[tkined] SQL Databases...

From: Cary O'Brien (cobrien@optimsys.com)
Date: Thu Feb 24 2000 - 14:17:12 MET


Sent this wrongly. Retrying. Again!. But this time for sure...

> Date: Mon, 21 Feb 2000 18:06:39 +0100 (CET)
> From: Szokoli Gabor <szocske@vaskutya.sch.bme.hu>
> Precedence: bulk
>
> On Thu, 17 Feb 2000, Eddie Corns wrote:
>
> > The major limit
> > in this instance turned out to be the unexpected (to me) serial update problem
> > for SQL (as I believe it's technically known).
> You scared me.
> I'm not good at RDBMSs either, what's this problem?
>
> Szocske
>
> This is how I understand it. Imagine you were creating a database to hold
> this sort of data, something that would surely spring to mind would be create
> a sequential list of records such that as you do each poll you just write into
> the _next_ record. This would be the fastest you could do. However when
> dealing with SQL (probably similar on other RDBMSs) a) you have no idea
> whether it will put sequential records next to each other and b) you have no
> way of telling it you are doing things in sequence anyway. This means that
> for every single record it has to actually search for the place to insert the
> record.
>

Not exactly (although this is not guaranteed). In most cases the table is
stored in one, well, thing [1], and the optional index in another. So
adds usually go at the end of the table. What can be expensive is updating
the index, which is usually a b-tree or less often a hash table, of the
keys.

There are also things called "clusters". This tells the database to
store records from different tables with the same key values in the
same place. So if I am in the "employees" and "publications" tables,
then these can be "clustered" so that the database tries to keep these
entries physically near (to maximize the chance they are all in cache
and minimize disk seeks if they aren't).

One way to speed inserts up is to group a bunch in a transaction. This
means issuing a "begin" beforehand and a "commit" at the end. What happens
is this tells the database to basically [2] keep the information in
memory during the transaction and write it all out in one batch at
the commit.

Another classic 'hack' to speed up inserts is to drop (delete) the indexes,
add the data, and then recreate the indexes. If you have enough rows
to insert this can be quicker overall, but while the indexes are dropped,
searches on the table can be slow. This can be avoided at the cost of
disk space by keeping two copies of the table and ping-ponging between
the two tables.

In addition, most databases have some sort of fast load option. In
PostgreSQL it is the copy command, and in Oracle it is the "fast-path"
to SQLLOAD. The price you have here is that you need to drop the
indexes and re-build. But for bulk insertion the overall procedure
can be MUCH faster.

> In practical terms, my first attempt to update the database by doing an UPDATE
> command for each poll required several hours for each iteration, however once
> I converted to outputting the data to a file then importing it, it only took a
> few seconds! I assume Stuart was noticing similarly huge differences.
>

Good!

> I've just discovered that most of the time now (of the 2 minutes per
> iteration) is between the SNMP walk command (that gets the ifDescr) and
> timeouts for hosts that don't respond. I've just recoded a test version of
> the walk code to do the parallel SNMP gets that I do for the main data
> gathering and have reduced the time from 1 minute 20 seconds to about 8
> seconds. I also tried various other versions including sending out every
> single SNMP get request asynchronously to all ifDescr.X for all 80+ hosts
> (after extracting X from ifNumber.0), then waiting for all the results,
> that one was still 45 seconds.
>

That's pretty good. But currectly setup you ought to be able to load
80 rows into a database in a couple of seconds. It may just be a case
of pipelining or something. Something like

        set db [open "|psql dbname" w]
        ...
        put $db "insert into table values ($host,$time)"

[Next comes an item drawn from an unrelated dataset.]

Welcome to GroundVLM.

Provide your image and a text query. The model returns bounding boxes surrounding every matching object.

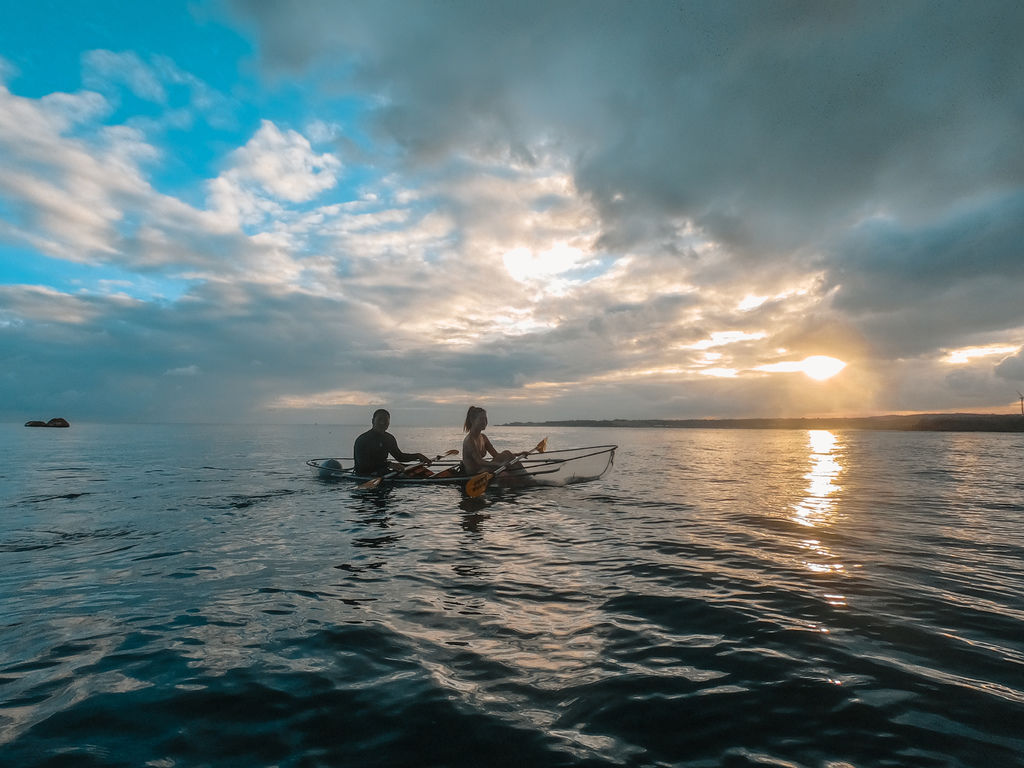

You may want to bracket groups of 50-100 with begin/commit as described
above.

As you've probably guessed, I'm a big database fan. Except in very
special cases, my feeling is that the effort up front in getting it to
work with the database will be repayed many times over in the
flexability of reporting. Plus knowing about RDBMSs may come in handy
for other tasks.

In any case, isolate the data storage routines from the rest of the
code. Then you have the option of swapping out the RDBMS by changing
a single "package require" line in your startup code.

- - -- cary

[1] PostgreSQL uses separate files. Oracle allocates space itself in
    things it builds out of sets of files (or raw devices) called
    tablespaces (right?).

[2] Transactions are really more complicated than this.

--
!! This message is brought to you via the `tkined & scotty' mailing list.
!! Please do not reply to this message to unsubscribe. To subscribe or
!! unsubscribe, send a mail message to <tkined-request@ibr.cs.tu-bs.de>.
!! See http://wwwsnmp.cs.utwente.nl/~schoenw/scotty/ for more information.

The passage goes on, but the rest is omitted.